Während die ältere Schwester leidet, amüsiert sich
die jüngere und passt sich nach und nach den Gepflogenheiten der Franzosen
an (so, wie es sich eine amerikanische Autorin vorstellt. Auf dem Bestseller
"Le Divorce" von der Amerikanerin Diane Johnson basiert der Film). Kunstvoll
geknotetes Halstuch, glatt geföhnte Haare, eine feminine Garderobe inklusive
kostbarer Dessous und perfekte Tischmanieren in Nobelrestaurant, die Isabel
bald mit dem älteren ihrer beiden Geliebten besucht, gehören zu
der Verwandlung vom kalifornischen Flip-Flop-Girl zur distinguierten
Mademoiselle.
In aller Unschuld schwenkt sie das Symbol ihres Mätressenstatus'
- die knallrote Kelly Bag - vor den Augen der schockierten Verwandtschaft
hin und. Der Onkel des untreuen Schwagers pflegt dieses Taschenmodell seinen
Geliebten zu schenken. Das weiß auch seine Ehefrau.

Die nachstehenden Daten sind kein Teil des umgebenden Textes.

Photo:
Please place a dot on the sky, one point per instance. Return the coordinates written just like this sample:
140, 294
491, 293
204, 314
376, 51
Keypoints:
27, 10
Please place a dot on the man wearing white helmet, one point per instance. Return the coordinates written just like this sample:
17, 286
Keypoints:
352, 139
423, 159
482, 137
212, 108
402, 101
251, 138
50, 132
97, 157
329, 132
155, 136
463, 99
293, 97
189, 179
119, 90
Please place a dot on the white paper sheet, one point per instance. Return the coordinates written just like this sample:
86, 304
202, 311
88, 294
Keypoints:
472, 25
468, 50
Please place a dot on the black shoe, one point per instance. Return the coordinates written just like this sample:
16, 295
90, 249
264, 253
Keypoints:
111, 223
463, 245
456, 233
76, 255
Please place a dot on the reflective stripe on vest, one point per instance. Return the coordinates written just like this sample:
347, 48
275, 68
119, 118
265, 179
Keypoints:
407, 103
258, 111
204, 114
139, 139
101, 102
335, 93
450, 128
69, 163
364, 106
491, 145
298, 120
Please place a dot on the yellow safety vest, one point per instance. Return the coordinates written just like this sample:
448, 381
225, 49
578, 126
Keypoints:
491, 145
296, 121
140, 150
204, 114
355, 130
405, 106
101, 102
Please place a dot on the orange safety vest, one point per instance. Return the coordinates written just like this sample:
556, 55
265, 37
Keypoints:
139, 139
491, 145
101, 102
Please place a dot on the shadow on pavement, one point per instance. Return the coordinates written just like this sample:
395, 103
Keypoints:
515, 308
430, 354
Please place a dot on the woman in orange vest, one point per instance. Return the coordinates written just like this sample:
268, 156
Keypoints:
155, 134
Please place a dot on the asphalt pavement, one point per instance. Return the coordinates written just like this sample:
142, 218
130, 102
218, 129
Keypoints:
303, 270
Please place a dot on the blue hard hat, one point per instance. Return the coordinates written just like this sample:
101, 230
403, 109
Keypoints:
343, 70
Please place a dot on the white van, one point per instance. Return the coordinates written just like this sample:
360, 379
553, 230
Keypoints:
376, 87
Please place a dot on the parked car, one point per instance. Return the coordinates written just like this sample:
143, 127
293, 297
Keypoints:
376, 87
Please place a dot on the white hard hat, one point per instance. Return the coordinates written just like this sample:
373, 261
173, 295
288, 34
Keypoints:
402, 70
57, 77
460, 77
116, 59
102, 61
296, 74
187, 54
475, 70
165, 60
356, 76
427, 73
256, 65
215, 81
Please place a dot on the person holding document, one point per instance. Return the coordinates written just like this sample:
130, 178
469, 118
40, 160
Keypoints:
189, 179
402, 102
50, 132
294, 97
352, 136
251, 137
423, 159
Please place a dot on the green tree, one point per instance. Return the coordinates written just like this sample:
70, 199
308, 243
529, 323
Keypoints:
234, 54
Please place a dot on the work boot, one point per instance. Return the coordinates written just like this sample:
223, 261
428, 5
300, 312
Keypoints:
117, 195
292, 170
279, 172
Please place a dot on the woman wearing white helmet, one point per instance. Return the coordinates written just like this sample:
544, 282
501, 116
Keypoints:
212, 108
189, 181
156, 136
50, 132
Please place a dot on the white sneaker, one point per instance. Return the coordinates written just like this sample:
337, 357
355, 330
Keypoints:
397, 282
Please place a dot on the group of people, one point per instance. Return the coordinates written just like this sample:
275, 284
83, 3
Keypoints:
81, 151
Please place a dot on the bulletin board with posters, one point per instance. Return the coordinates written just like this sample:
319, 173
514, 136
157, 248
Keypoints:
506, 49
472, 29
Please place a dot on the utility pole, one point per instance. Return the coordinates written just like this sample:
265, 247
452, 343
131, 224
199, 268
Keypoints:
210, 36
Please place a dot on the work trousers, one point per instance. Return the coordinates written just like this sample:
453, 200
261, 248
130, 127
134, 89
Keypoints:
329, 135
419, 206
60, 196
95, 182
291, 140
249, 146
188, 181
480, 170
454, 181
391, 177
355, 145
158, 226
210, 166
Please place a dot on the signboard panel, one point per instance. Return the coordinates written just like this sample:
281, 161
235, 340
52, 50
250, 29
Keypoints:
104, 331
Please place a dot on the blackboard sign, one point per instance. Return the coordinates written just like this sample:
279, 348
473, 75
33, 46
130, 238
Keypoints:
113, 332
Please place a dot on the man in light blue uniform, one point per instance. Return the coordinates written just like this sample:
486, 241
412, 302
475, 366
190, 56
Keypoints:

Ohne Korsett und Adelsknigge geht mit Ivory und Merchant jedoch der
Gaul durch: das Rätsel um ein wertvolles Gemälde, ein Selbstmord-
und ein Mordversuch, ein erfolgreicher Exitus - den Fundort hat der blasierte
Maler wirklich nicht verdient - beladen die Story um das Aufeinanderprallen
der Kulturen mit unnötigem Ballast.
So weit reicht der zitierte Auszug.